なんでこんなに長くなっているかというと、途中ハンス・カストルプに影響を及ぼす人物、
とりわけ、いとこのヨーアヒム、セテムブリーニ、ナフタなどの
思想を論議しだしたら止まらない人たちがいるからだと思います。
これまで読んできた本の中でも色々引用されていますが、僕は「時間」に関する見方が面白いかなあと思いました。
「時間にはね、決して『実際は』というようなことはないんだ。長いと感ずるんなら長いんだし、短いと感ずるんなら短い。それが実際にはどれくらい長いのか、または短いのか、そんなことは誰にもわからないじゃないか」
中世の学者たちは、時間というものは錯覚であって、時間が因果関係という形で連続的に経過するように思われるのは、私たちの感覚のある種の仕組みのもたらす結果にすぎず、事物の真の姿は不動の現在だと説いた。

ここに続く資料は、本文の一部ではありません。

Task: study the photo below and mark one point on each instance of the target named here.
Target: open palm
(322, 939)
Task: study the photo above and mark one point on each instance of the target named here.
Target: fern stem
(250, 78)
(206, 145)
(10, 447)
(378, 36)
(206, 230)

こういう考えを最初にいだいた学者は、永遠のかすかな苦味を唇に味わいながら海辺を散歩したひとではなかったであろうか。
時間の概念は、子供の頃から教え込まれている常識だし、社会人になってからも「時間はお金より大事」なんて言われたりするものだったりする。
上の文は、それを疑う姿勢を見せているように読めるのですが、なかなか常識を疑うということをしてないなあと思いました。
量が多いので、読みきるのは大変ですが、宝(金言、名言の類)探しと思えば読めるのではないでしょうか。